The communication, data migration and code-generator-based optimizations (see Sec. 4.10.1) which we derive in this thesis can be applied to spacetree splits and also SFC cuts. Due to historical reasons and the existing code generator for recursive traversals of subtrees, we decided to continue with the parallelization based on the tree splits.

5.1.2 Shared- and replicated-data scheme

We distinguish between parallelization approaches by considering methods with shared and replicated parallelization [SWB13b] 1 . Both methods are based on a domain decomposition into multiple partitions, each partition sharing hyperfaces of dimension d - 1 or less with adjacent partitions. We refer to these shared hyperfaces as shared interfaces dPk. With each compute unit executing operations and modifying data associated on each partition in parallel, data on these shared interfaces is accessed in parallel and has to be kept consistent. Based on our grid generated with a spacetree, we consider two different data access schemes, each one resulting in a different parallelization approach:

The replicated data scheme with separated data buffers (stacks and streams, e.g.) for each partition is typically used for distributed-memory environments since replicated data can be sent and reduced after the receive operation by using distributed-memory messaging. For shared-memory environments, such communication interfaces are typically not available or, lead to additional overhead. In this work, we developed a run-length encoding of meta information to make the replicated data scheme also feasible on shared-memory systems (see Section 5.2). Our method does not only avoid these overheads for shared-memory systems, but also leads to an elegant solution for distributed-memory parallelization.
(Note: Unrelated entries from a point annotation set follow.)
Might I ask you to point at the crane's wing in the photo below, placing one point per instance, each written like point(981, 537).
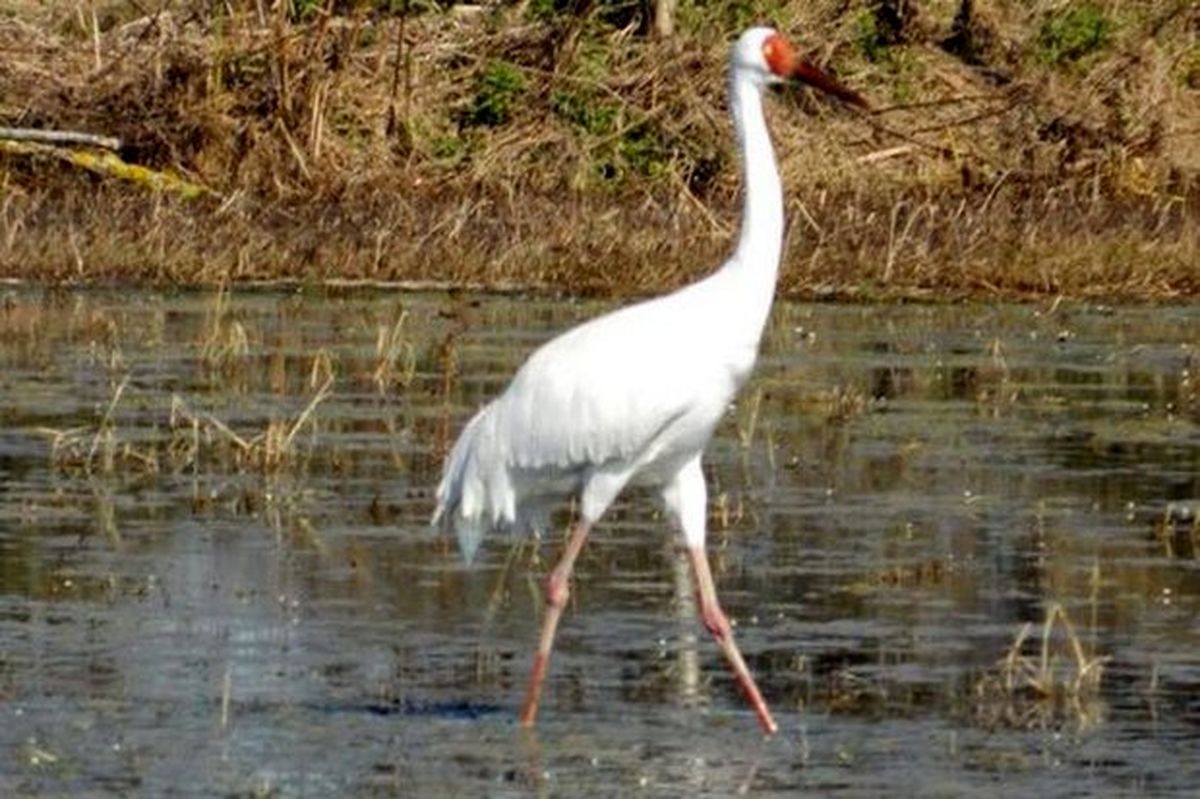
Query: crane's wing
point(603, 394)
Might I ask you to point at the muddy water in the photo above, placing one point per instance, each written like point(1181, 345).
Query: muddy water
point(216, 576)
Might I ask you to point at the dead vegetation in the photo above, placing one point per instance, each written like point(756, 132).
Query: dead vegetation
point(1020, 148)
point(1043, 680)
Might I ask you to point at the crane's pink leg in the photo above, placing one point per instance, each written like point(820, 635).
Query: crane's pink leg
point(719, 625)
point(558, 590)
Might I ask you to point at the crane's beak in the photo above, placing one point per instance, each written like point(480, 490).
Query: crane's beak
point(804, 71)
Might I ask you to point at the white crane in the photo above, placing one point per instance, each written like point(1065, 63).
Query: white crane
point(633, 397)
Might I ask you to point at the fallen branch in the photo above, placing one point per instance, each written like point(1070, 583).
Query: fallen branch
point(111, 166)
point(59, 137)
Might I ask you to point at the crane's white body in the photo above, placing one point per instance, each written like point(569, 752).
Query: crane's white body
point(631, 396)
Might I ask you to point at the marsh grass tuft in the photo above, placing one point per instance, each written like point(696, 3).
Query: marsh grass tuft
point(1043, 680)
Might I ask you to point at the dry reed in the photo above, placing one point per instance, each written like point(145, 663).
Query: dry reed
point(371, 146)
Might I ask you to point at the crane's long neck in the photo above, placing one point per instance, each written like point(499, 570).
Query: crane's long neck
point(756, 258)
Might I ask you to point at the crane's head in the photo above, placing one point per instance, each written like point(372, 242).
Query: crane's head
point(768, 58)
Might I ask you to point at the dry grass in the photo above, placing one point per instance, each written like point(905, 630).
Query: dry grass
point(360, 146)
point(1043, 680)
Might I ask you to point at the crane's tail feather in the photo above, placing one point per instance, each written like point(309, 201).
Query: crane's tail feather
point(460, 500)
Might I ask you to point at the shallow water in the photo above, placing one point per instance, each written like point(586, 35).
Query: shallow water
point(216, 575)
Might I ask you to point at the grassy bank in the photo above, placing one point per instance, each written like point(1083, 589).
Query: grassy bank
point(1031, 148)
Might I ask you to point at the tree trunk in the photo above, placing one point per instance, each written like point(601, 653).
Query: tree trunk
point(664, 18)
We continue to use the replicated-data scheme in the present work.

5.1.3 Partition scheduling

Once the partitions are generated, several scheduling possibilities exist to assign computations on SFC-based domain partitions to compute units.


pict

Figure 5.3: 1:1 (left) vs. N:1 (right) scheduling with partitions generated by subtrees. Each yellow block is representative for a single grid cell. The blocks in dark-yellow color represent execution overheads to run computations on a partition. The N:1 scheduling leads to less idle time for typical grid structures of dynamically changing grids [SBB12].

For SFC-cuts, a 1:1 partition scheduling allows an optimized implementation due to avoiding object-oriented overheads with single-threaded MPI (cf.  [Vig12]). With the focus of our partition generation based on tree splits, such a 1:1 scheduling would lead to the above mentioned load imalances. Therefore, an N:1 scheduling as well as an object-oriented software approach gets mandatory to tackle the N:1 load balancing.